Hell, that’s just my impression though. For me, ever since I was 16 I have been prone to deep black moods that have lasted months. Even years. I have attempted suicide and been a cutter because I just wanted the buzz of constant pain to stop. There is no explanation for the physical sensations except brain chemistry. I have anxiety attacks and social anxiety as part of my secondary symptom set.

I have been on one antidepressant or another on and off for 17 years. I managed to wean off for my pregnancies, but my hormones are their very own kind of special and impact my mood their own way. But more on that another day.

Today I am on a blend of two meds, a handful of tailored dietary supplements, I attend therapy every other week, and I am on a strict exercise plan of cardio or yoga 4-5 days a week. I’ll give you three guesses which one I struggle with most.

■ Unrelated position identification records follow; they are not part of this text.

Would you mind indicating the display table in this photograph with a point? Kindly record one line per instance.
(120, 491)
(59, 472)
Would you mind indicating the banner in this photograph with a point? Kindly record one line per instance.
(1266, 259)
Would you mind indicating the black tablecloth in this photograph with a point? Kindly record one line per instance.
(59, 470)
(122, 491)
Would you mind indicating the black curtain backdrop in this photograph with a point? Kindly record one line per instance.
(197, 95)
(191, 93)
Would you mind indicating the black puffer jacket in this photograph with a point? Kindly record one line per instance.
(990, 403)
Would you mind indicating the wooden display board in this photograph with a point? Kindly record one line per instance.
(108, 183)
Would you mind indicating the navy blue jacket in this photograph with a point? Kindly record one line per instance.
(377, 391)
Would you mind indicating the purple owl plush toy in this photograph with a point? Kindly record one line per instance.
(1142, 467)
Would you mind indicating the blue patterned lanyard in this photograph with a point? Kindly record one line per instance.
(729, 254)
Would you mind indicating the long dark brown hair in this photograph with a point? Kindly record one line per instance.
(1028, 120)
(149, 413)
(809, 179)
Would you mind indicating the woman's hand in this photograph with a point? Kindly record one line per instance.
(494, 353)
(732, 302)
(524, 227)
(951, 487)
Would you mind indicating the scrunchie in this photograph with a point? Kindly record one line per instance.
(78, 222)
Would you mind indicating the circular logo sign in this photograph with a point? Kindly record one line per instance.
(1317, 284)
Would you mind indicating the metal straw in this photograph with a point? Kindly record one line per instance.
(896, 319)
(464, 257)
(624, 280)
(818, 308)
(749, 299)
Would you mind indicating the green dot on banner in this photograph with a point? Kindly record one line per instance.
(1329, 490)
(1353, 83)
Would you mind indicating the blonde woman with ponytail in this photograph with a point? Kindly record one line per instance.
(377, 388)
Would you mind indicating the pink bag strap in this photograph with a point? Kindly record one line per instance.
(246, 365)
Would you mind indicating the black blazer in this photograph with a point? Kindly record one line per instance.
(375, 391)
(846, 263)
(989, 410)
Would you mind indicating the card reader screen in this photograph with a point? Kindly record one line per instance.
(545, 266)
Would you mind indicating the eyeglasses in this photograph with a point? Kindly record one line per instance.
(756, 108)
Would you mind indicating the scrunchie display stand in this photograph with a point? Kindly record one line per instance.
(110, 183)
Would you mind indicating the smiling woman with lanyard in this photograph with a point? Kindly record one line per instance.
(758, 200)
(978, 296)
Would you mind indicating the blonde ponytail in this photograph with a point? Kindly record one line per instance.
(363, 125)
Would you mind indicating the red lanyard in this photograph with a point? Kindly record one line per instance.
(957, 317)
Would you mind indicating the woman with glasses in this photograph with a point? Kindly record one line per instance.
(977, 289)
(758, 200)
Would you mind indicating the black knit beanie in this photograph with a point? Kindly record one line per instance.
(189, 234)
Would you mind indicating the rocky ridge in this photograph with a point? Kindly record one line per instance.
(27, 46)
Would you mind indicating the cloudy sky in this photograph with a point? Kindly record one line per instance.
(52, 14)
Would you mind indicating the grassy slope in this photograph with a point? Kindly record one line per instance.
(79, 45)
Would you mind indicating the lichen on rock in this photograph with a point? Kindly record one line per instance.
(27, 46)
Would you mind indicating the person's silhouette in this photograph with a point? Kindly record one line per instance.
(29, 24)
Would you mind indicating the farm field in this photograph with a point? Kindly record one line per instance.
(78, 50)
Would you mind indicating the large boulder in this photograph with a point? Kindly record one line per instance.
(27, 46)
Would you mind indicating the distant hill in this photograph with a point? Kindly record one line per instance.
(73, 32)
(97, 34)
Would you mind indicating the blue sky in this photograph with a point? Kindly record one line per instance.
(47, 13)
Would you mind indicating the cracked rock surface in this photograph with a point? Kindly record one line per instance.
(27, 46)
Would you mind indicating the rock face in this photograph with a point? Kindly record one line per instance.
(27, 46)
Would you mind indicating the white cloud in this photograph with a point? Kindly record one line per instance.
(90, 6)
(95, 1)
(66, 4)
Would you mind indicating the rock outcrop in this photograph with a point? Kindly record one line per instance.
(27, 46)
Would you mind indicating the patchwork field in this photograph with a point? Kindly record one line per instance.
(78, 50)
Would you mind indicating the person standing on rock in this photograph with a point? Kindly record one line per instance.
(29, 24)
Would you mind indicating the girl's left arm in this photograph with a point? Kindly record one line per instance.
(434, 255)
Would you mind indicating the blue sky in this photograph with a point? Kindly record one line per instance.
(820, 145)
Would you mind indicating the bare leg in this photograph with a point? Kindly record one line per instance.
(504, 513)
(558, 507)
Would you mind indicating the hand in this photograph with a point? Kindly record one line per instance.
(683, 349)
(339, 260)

This is the aspect of my mental health that drags down my baseline mood. On it’s own it is crippling, and it is the first line on the my disability determination. My other jumble of intermittent and or cyclical disorders just pile on top of this to keep me from being traditionally productive and happy.

I find a way, though. We do, together. Tonight, with a sick kiddo (Isn’t there always one?) and Alex out until an hour after bedtime, I’m taking things slow. My 2 year old wanted to cuddle nearly all day, so very little got done, but it is such a pleasure to hold her. My big girl, 5, got far far too much TV, but also let her baby sister lay in the big girl bed for cuddle and is now blowing my mind by going to bed with no fight. Little things. Good things.